Colin Slark | Editor in Chief
Relentless positivity is an appealing concept that rarely goes well. Last week, the popular Hell Yeah Prince George Facebook group suffered a nearly fatal blow after its creator Scott McWalter had been kicking off other administrators and moderators who had been disagreeing with his management of the group, culminating in a firestorm when McWalter used the group to promote a pending lawsuit by his employer.
I take no issue with the aims of the group, and I admire many of its accomplishments; promoting charities, assisting the less fortunate members of our community, and bringing attention to the efforts of individuals that work hard to help their fellow citizens. I believe that Prince George has an unfair reputation as a dangerous, dirty city, and I can appreciate that people want to convince others that we’re really not so bad. However, the methods used by the group are deeply flawed.

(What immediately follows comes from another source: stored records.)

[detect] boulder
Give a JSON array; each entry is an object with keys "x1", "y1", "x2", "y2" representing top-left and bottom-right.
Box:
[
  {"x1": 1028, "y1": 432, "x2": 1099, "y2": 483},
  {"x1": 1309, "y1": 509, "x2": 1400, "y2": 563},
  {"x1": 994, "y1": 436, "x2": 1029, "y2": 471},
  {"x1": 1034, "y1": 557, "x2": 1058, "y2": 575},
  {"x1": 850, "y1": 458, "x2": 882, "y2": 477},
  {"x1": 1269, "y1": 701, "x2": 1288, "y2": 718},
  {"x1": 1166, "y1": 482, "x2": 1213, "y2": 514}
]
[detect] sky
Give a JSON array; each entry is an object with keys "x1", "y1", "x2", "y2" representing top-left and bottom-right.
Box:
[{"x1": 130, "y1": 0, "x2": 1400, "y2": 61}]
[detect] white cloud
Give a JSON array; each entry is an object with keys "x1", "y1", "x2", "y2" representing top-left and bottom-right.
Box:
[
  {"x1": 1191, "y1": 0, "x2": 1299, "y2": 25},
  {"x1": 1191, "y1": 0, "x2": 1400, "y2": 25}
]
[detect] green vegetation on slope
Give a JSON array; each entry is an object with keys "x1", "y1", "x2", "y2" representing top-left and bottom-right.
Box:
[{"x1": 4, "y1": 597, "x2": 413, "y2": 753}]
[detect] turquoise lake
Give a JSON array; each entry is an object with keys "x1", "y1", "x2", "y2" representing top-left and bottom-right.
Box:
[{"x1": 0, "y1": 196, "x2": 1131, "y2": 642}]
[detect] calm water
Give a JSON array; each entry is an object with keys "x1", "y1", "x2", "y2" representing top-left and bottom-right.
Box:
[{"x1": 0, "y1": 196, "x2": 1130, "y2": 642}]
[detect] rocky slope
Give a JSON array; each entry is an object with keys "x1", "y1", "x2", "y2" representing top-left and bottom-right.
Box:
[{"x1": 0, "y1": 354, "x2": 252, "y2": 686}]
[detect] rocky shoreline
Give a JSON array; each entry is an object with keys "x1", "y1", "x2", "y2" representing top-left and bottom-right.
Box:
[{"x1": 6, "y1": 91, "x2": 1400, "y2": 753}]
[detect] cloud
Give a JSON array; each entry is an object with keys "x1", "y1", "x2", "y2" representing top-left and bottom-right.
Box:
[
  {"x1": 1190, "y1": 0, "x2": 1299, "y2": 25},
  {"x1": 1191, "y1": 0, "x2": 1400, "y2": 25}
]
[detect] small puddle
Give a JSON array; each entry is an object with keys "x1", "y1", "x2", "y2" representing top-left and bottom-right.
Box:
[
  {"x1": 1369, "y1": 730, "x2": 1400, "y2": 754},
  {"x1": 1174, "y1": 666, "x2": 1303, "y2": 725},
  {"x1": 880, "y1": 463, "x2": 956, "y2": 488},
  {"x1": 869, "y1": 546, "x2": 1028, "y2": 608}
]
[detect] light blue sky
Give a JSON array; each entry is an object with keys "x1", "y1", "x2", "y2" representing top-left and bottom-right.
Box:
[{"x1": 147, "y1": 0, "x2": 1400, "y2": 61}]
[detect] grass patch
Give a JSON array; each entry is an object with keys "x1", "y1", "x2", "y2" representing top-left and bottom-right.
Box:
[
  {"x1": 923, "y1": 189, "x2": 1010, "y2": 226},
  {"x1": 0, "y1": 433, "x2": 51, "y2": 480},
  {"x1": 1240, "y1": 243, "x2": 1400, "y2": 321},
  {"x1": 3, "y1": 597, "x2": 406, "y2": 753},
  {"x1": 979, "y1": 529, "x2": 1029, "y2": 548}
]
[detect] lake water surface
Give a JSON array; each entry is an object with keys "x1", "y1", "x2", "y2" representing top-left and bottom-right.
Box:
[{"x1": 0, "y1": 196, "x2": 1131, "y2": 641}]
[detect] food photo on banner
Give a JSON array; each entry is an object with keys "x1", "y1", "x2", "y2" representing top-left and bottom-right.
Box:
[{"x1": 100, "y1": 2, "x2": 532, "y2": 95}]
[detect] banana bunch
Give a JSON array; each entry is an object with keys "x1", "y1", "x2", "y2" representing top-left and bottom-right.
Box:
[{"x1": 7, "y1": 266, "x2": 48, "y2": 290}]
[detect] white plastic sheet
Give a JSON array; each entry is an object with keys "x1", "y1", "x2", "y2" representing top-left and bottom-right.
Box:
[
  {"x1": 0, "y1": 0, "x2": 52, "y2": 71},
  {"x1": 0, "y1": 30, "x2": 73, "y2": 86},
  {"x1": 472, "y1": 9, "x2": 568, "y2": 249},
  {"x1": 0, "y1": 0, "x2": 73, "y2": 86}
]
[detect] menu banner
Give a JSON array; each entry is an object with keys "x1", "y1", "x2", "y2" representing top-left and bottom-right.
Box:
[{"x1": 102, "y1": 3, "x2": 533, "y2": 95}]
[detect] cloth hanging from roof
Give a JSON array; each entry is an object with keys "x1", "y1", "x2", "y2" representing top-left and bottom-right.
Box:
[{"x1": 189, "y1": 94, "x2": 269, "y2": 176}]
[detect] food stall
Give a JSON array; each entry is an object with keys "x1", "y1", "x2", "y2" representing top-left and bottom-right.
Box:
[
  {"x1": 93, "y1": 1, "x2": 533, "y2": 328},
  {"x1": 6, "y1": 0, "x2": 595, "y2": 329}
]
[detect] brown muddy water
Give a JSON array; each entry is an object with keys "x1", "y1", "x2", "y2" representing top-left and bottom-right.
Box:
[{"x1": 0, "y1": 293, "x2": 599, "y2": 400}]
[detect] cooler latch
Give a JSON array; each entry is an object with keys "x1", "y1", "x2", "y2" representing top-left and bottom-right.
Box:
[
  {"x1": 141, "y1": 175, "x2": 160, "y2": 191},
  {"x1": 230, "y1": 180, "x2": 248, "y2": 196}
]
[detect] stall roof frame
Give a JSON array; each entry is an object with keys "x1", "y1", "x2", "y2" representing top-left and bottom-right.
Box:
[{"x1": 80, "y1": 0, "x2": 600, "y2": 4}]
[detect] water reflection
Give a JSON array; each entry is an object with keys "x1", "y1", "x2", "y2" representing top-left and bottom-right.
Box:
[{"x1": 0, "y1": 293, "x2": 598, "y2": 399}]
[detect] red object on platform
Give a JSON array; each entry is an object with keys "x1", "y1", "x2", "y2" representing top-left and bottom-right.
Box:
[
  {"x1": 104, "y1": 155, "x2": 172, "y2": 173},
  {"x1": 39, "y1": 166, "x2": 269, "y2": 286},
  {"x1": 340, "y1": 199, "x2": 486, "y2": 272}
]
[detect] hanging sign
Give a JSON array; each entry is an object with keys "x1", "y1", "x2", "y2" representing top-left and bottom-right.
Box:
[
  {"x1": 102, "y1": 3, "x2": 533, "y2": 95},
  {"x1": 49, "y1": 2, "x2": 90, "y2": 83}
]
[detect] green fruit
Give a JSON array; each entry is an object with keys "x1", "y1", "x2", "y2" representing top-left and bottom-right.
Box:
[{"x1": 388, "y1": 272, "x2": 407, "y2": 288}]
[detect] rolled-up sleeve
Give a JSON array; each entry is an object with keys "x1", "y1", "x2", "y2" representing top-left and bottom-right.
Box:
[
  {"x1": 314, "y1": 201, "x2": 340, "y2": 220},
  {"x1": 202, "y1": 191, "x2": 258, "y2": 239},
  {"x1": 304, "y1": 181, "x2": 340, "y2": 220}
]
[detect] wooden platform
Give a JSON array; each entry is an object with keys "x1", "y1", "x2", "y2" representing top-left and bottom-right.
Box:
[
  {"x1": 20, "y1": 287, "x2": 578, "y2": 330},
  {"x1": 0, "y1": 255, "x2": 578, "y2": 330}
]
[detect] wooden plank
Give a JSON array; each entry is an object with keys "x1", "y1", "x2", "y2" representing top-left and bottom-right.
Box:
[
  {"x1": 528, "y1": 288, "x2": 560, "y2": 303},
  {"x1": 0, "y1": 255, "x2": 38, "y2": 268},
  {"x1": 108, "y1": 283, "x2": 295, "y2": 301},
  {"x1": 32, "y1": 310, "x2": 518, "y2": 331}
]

To talk about Prince George in a relentlessly positive manner is like attaching blinders to your face. Only discussing the sunshine and rainbows part of living in the city is to neglect that the real problems that our city suffers from. A large percentage of the posts in the group seem to be publicity opportunities for local businesses masked as altruism, which paints the group with a large coat of disingenuousness, especially as the group’s rules supposedly prevent businesses from co-opting the group. The group’s rules state that any negativity whatsoever will be removed, but this removes any opportunity for discourse, and without the ability to discuss and adapt to the negative parts of the city, Prince George cannot become the idyllic city that the members of the group so desperately want it to be. By all means, consider and discuss the good points of our city – but don’t blind yourself to its problems.